Yesterday was the beginning of my new decision to live deliberately. Was an interesting eye-opener.
Before this week, I used to wait for people to acknowledge me first. I didn't like the feeling of saying hi to someone and they either didn't notice you or are ignoring you. So I normally waited. Now though, I made it a point to greet a person with a smile and ask them genuinely how they were doing. Most weren't surprised though... I guess I'm more outgoing than I thought. Seems I've been saying hi to people even before now.
Another thing that I wanted to change was my selfishness with what I own:
1. My ipod headphones... I get annoyed when my brother asks for it. Somehow, it annoys me when he doesn't ask and takes it without permission. But yesterday, he asked and I said yeah, although it took me a while. Since when did I become so preoccupied and materialistic? It's headphones, for goodness' sake.

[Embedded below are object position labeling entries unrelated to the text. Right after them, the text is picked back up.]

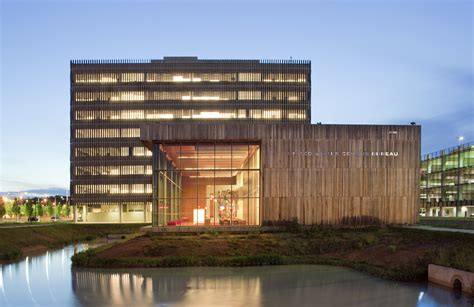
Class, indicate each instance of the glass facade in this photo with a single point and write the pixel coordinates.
(447, 182)
(206, 184)
(111, 170)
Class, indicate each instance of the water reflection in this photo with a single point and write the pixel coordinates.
(256, 286)
(48, 280)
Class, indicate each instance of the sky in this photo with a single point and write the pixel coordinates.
(373, 62)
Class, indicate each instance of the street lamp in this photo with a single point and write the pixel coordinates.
(458, 198)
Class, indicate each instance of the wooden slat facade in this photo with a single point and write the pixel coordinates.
(300, 179)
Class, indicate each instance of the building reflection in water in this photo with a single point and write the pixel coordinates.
(254, 286)
(48, 280)
(180, 285)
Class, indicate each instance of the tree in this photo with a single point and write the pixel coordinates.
(66, 210)
(59, 208)
(16, 209)
(3, 211)
(39, 210)
(29, 208)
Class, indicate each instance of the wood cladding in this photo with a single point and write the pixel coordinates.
(322, 174)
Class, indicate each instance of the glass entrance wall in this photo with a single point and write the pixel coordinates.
(206, 184)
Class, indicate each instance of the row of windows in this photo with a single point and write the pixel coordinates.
(113, 188)
(113, 152)
(188, 77)
(185, 114)
(189, 95)
(101, 170)
(107, 133)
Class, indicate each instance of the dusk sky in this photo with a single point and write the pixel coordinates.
(373, 62)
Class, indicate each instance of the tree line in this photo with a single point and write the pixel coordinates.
(35, 207)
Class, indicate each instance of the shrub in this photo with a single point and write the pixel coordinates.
(392, 249)
(294, 226)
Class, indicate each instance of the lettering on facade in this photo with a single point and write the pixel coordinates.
(345, 153)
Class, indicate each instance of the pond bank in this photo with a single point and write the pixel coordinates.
(390, 253)
(17, 242)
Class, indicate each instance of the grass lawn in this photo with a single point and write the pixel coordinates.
(21, 241)
(389, 252)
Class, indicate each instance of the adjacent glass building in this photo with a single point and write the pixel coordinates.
(447, 182)
(111, 170)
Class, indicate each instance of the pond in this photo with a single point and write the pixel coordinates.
(49, 280)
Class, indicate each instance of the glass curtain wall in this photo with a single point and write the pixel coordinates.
(206, 184)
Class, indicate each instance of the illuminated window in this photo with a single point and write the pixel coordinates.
(250, 77)
(133, 77)
(250, 95)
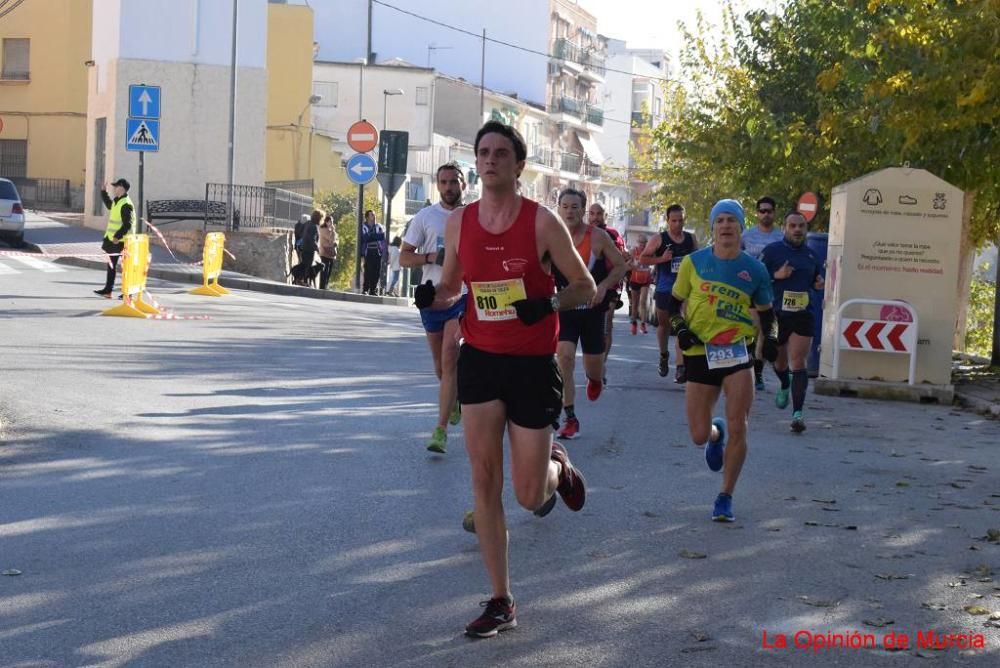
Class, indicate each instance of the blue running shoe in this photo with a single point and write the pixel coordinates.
(714, 449)
(798, 424)
(781, 398)
(723, 510)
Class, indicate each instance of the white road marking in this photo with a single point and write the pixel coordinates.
(34, 263)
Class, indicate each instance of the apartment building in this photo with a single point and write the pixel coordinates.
(300, 155)
(635, 105)
(558, 99)
(44, 53)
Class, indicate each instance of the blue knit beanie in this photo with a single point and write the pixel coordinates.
(730, 206)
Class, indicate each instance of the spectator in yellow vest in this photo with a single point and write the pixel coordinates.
(119, 224)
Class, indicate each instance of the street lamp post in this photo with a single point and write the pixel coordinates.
(386, 93)
(385, 104)
(313, 99)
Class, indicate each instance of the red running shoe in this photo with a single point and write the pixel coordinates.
(572, 487)
(594, 388)
(500, 615)
(570, 429)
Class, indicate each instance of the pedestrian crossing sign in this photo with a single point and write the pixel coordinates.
(142, 134)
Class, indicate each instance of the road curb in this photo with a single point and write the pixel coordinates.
(982, 406)
(240, 282)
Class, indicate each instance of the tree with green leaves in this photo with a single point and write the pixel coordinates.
(343, 207)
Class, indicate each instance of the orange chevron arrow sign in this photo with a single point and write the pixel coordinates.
(890, 337)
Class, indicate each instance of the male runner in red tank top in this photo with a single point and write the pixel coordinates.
(503, 248)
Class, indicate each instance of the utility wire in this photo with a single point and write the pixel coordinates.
(508, 44)
(7, 11)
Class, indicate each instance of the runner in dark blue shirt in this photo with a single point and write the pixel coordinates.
(796, 270)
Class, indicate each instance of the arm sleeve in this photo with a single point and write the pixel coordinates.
(682, 286)
(126, 222)
(764, 294)
(415, 232)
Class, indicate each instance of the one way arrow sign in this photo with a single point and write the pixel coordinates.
(143, 101)
(890, 337)
(361, 168)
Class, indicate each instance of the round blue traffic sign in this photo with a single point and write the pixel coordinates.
(361, 168)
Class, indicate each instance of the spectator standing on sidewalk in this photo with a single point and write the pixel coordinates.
(303, 271)
(297, 236)
(328, 243)
(119, 224)
(372, 245)
(394, 265)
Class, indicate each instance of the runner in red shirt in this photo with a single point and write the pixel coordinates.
(597, 218)
(503, 248)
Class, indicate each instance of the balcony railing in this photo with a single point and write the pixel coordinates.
(595, 115)
(564, 49)
(570, 162)
(567, 105)
(594, 62)
(541, 155)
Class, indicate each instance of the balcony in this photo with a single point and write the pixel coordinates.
(567, 105)
(542, 155)
(564, 49)
(595, 68)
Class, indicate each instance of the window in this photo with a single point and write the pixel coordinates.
(15, 58)
(14, 158)
(328, 90)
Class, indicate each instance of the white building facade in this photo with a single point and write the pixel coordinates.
(635, 101)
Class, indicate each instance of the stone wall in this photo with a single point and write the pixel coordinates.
(263, 254)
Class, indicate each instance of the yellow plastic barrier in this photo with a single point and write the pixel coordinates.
(212, 266)
(135, 265)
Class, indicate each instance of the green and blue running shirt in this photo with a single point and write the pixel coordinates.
(719, 294)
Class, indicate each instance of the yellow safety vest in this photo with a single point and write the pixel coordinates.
(115, 218)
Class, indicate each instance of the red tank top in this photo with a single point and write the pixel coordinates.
(500, 269)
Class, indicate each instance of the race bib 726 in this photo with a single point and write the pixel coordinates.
(493, 299)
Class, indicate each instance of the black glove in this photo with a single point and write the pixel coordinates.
(531, 311)
(423, 296)
(685, 337)
(770, 349)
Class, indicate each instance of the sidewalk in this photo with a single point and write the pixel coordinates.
(45, 235)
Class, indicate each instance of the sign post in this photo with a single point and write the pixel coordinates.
(142, 131)
(808, 206)
(392, 149)
(362, 136)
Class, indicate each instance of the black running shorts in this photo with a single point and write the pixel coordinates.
(530, 386)
(797, 322)
(585, 326)
(698, 371)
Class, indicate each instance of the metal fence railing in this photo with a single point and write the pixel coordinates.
(42, 193)
(300, 186)
(260, 206)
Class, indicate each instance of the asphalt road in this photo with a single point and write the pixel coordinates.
(252, 489)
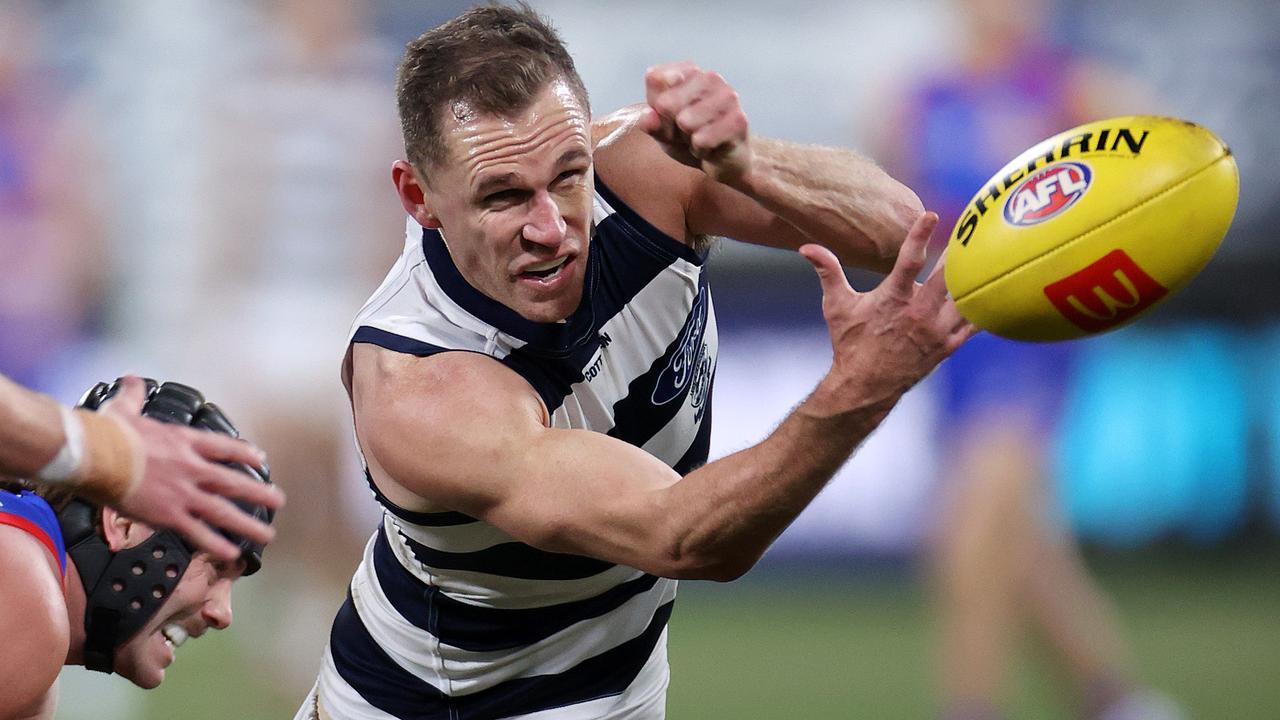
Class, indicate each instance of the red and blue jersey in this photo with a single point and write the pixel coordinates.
(30, 511)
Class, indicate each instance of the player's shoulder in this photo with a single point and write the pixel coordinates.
(35, 632)
(447, 388)
(636, 169)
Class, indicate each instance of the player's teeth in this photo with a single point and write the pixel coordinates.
(547, 265)
(174, 634)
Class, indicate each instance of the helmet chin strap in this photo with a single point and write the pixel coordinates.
(123, 589)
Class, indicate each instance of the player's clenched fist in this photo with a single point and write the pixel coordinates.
(887, 340)
(698, 118)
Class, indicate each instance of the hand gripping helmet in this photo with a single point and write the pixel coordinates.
(124, 589)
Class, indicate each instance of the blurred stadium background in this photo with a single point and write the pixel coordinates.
(199, 191)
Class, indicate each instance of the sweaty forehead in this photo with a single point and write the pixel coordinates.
(553, 122)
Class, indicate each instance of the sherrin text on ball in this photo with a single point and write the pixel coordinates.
(1092, 227)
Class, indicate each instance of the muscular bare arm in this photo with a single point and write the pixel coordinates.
(686, 160)
(461, 432)
(33, 625)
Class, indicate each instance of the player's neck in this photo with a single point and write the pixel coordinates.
(73, 592)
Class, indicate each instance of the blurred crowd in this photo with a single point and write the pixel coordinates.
(200, 191)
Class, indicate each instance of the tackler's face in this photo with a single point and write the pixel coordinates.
(201, 600)
(515, 203)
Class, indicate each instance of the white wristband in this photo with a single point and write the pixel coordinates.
(67, 463)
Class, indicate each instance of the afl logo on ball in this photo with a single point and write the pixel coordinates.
(1047, 194)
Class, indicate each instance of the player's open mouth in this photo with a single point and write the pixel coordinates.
(545, 272)
(174, 634)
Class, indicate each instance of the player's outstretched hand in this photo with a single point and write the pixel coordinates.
(184, 487)
(888, 338)
(698, 119)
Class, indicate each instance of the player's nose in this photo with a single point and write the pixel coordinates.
(544, 226)
(216, 610)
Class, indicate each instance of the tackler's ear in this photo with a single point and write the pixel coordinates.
(411, 188)
(122, 532)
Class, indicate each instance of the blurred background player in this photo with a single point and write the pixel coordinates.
(83, 584)
(1004, 561)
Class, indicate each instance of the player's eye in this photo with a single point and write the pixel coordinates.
(568, 176)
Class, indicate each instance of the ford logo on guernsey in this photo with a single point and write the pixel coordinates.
(1047, 194)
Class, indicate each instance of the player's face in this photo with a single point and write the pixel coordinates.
(515, 203)
(201, 600)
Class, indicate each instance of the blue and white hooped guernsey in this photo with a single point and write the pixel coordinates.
(449, 618)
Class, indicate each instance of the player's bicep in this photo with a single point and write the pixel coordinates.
(465, 433)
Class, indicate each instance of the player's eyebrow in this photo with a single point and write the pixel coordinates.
(496, 182)
(574, 154)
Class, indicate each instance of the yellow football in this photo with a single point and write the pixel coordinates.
(1092, 227)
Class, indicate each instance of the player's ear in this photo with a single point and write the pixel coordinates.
(411, 188)
(120, 532)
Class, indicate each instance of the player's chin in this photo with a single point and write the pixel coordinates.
(145, 664)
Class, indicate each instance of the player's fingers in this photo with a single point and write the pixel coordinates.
(910, 255)
(233, 483)
(830, 273)
(222, 513)
(208, 540)
(691, 90)
(721, 136)
(936, 285)
(225, 449)
(663, 76)
(705, 110)
(950, 318)
(650, 121)
(129, 397)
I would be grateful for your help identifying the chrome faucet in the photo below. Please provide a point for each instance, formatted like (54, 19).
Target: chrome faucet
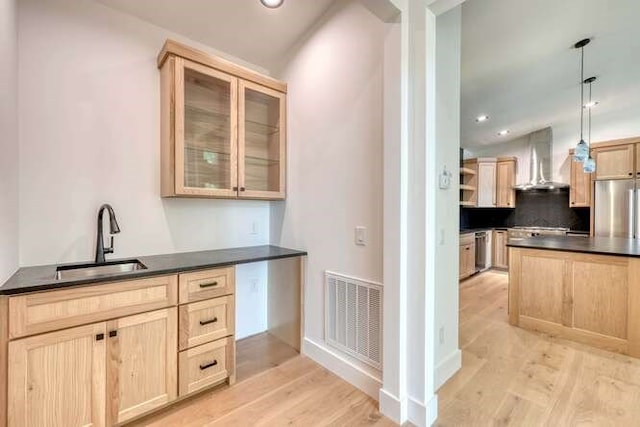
(113, 229)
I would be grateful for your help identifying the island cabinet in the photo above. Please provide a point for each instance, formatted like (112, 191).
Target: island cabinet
(500, 250)
(585, 297)
(222, 128)
(105, 354)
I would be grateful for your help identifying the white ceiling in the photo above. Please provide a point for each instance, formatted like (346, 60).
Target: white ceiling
(518, 65)
(242, 28)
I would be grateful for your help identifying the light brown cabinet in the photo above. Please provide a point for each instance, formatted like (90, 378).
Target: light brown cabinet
(505, 182)
(593, 299)
(500, 249)
(105, 354)
(615, 161)
(467, 256)
(488, 182)
(580, 186)
(142, 364)
(222, 128)
(469, 184)
(58, 379)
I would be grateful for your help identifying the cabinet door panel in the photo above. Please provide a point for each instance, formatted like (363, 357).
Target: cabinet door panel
(615, 162)
(142, 370)
(261, 151)
(600, 298)
(58, 379)
(486, 184)
(206, 126)
(505, 181)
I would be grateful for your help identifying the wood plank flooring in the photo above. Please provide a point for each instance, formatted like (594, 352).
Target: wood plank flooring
(513, 377)
(276, 387)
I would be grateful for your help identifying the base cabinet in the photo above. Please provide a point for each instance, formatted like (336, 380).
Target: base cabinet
(111, 364)
(142, 365)
(500, 250)
(58, 379)
(593, 299)
(467, 256)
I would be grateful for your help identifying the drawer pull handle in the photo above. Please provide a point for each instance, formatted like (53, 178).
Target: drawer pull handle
(208, 285)
(208, 365)
(206, 322)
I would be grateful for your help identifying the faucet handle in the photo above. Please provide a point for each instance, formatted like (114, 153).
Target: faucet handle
(109, 250)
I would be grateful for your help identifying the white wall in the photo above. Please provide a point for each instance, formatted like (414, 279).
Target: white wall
(618, 124)
(89, 107)
(447, 353)
(335, 172)
(9, 139)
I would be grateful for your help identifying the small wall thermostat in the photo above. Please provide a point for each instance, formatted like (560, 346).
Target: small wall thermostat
(445, 179)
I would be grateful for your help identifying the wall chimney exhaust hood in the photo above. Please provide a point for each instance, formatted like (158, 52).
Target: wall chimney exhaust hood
(540, 163)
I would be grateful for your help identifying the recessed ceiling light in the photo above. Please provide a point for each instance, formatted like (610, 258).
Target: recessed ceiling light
(272, 4)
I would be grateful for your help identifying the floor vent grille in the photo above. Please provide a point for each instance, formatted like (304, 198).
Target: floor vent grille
(353, 314)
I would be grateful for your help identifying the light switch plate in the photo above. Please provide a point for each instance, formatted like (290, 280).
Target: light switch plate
(361, 236)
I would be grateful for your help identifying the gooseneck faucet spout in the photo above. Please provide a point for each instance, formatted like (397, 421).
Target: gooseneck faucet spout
(113, 229)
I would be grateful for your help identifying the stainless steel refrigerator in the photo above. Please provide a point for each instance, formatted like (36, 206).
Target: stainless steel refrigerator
(617, 208)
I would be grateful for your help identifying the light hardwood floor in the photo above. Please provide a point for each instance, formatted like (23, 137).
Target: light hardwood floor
(514, 377)
(276, 387)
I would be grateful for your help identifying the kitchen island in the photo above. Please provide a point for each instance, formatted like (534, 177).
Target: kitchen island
(581, 289)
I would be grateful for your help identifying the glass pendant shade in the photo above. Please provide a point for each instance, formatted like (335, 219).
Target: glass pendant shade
(581, 152)
(589, 165)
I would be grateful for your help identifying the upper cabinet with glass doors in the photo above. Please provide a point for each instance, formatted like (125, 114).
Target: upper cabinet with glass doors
(222, 128)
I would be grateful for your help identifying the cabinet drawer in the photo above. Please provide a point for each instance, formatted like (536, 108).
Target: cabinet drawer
(206, 284)
(52, 310)
(204, 321)
(206, 365)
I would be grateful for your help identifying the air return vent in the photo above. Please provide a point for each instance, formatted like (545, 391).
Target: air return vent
(353, 317)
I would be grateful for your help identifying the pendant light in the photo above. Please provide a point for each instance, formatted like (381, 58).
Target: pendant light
(589, 164)
(581, 152)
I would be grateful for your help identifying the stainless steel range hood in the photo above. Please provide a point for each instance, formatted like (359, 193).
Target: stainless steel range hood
(540, 163)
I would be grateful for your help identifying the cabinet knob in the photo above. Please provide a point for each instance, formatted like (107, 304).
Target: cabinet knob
(208, 365)
(208, 285)
(206, 322)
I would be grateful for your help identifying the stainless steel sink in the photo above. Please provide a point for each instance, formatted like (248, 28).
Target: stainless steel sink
(96, 270)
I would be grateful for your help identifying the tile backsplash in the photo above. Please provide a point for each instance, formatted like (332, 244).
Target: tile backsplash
(541, 208)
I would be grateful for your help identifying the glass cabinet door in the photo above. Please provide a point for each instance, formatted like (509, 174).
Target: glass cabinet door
(206, 148)
(261, 150)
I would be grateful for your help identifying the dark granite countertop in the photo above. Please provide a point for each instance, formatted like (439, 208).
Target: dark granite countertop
(38, 278)
(593, 245)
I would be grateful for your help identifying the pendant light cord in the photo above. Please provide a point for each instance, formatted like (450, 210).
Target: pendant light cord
(582, 95)
(589, 143)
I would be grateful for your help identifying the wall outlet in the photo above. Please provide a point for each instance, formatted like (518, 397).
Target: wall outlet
(361, 236)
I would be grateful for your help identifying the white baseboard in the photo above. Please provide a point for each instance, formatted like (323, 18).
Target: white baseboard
(392, 407)
(423, 415)
(447, 368)
(342, 367)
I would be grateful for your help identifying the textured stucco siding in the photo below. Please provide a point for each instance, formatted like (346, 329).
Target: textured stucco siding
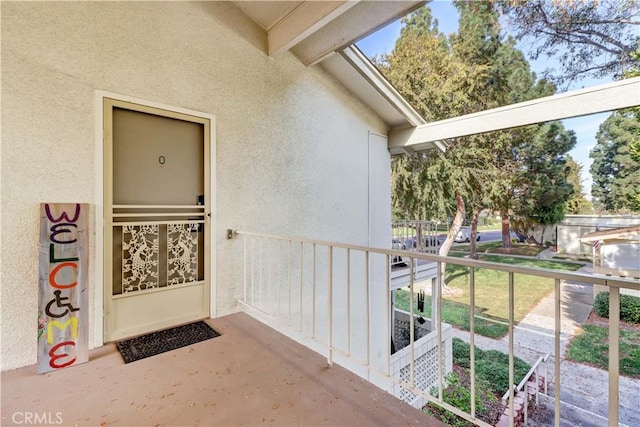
(292, 144)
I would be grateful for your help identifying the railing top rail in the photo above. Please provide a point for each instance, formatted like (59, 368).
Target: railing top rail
(534, 271)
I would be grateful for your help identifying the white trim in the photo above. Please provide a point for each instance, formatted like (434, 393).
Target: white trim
(596, 99)
(354, 24)
(359, 61)
(304, 20)
(98, 331)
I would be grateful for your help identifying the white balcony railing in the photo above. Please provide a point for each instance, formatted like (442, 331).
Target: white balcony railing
(336, 299)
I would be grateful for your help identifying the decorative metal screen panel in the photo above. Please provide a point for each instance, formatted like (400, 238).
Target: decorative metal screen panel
(157, 247)
(182, 253)
(425, 374)
(140, 258)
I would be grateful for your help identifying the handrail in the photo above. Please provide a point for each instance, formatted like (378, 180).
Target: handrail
(317, 270)
(526, 377)
(467, 262)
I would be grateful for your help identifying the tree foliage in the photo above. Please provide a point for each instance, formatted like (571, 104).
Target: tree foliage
(577, 203)
(588, 38)
(472, 70)
(615, 168)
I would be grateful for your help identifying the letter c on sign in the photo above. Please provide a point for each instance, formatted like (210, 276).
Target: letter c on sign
(54, 272)
(55, 357)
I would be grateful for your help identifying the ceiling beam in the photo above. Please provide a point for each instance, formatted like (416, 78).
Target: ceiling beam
(352, 25)
(596, 99)
(303, 21)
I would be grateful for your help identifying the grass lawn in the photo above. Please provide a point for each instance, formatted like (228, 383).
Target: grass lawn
(591, 346)
(496, 247)
(492, 295)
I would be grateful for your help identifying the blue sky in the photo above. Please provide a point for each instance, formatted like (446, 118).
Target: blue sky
(585, 128)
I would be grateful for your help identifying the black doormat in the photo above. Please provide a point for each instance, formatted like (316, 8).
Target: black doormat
(159, 342)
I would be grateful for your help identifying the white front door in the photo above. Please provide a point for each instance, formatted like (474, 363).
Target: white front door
(156, 201)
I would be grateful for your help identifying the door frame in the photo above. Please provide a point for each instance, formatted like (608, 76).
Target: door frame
(96, 336)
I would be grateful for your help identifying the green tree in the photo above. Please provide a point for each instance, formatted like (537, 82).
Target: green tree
(588, 38)
(544, 187)
(577, 203)
(615, 169)
(423, 67)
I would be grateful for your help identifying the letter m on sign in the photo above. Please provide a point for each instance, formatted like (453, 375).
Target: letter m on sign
(63, 318)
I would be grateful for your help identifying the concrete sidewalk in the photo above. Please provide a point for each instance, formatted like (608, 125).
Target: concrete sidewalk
(584, 389)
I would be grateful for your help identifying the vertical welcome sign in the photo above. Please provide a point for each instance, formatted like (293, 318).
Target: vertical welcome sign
(63, 329)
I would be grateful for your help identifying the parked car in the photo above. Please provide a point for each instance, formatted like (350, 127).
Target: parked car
(464, 235)
(399, 245)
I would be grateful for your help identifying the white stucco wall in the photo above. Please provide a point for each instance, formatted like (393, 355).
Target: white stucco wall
(291, 143)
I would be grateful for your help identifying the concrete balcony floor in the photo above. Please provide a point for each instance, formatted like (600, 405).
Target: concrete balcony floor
(250, 376)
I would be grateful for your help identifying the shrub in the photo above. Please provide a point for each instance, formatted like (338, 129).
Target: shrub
(629, 307)
(458, 394)
(492, 366)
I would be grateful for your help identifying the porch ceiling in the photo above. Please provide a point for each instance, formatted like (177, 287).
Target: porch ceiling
(251, 375)
(317, 29)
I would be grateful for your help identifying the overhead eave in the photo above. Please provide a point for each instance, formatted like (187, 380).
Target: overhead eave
(627, 235)
(354, 70)
(596, 99)
(352, 24)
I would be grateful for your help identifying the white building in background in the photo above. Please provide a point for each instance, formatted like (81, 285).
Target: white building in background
(574, 227)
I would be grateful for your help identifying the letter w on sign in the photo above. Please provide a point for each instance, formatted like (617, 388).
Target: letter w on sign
(63, 318)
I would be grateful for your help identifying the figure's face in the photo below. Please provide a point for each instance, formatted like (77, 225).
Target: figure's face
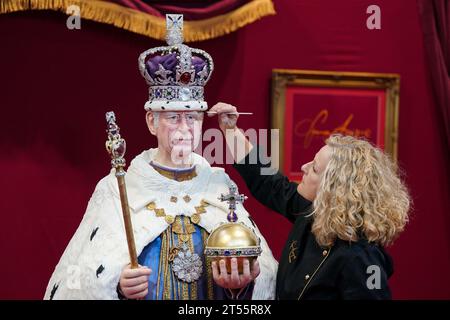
(178, 133)
(312, 173)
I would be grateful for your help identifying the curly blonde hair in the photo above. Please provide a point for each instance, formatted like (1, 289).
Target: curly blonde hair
(360, 195)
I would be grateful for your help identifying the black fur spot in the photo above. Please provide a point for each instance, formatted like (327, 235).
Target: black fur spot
(251, 220)
(94, 232)
(52, 293)
(99, 270)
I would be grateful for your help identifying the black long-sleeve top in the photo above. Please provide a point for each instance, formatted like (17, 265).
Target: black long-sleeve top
(347, 270)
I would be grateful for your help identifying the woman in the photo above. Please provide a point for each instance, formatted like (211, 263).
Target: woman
(348, 207)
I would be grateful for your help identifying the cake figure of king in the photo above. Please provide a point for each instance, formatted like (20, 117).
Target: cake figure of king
(174, 200)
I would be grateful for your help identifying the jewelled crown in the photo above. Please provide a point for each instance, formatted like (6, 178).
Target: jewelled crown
(176, 74)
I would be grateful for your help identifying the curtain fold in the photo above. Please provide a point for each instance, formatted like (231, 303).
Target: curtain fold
(434, 17)
(203, 19)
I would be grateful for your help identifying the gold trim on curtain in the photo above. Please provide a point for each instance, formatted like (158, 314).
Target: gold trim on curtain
(146, 24)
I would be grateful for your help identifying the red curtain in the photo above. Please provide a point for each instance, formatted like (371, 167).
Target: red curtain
(435, 20)
(192, 10)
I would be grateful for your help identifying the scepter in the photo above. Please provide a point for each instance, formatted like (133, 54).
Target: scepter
(116, 146)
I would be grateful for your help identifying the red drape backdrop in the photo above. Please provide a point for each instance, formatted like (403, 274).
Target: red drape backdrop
(435, 21)
(56, 84)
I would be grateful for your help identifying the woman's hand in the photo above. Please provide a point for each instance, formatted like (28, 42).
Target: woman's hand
(226, 119)
(234, 280)
(133, 283)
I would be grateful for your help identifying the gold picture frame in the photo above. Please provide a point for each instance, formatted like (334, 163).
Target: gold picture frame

2. Also, clothes... Boy I can't stand it when my sisters borrow my clothes (bottoms, tops, jewelry, shoes, belt). Somehow it frustrates me when they wear it without asking. But yesterday and the day before, I just shrugged it off. For goodness' sake, we have the same parents who provide for us. Why be selfish with something as trivial as clothes?
Few times, my siblings teased me about this new change I was making and would try to take advantage of it, but you know... I'll still choose to deliberately LOVE and not be selfish with what I own, how I treat people matters... Especially if I say Christ lives in me.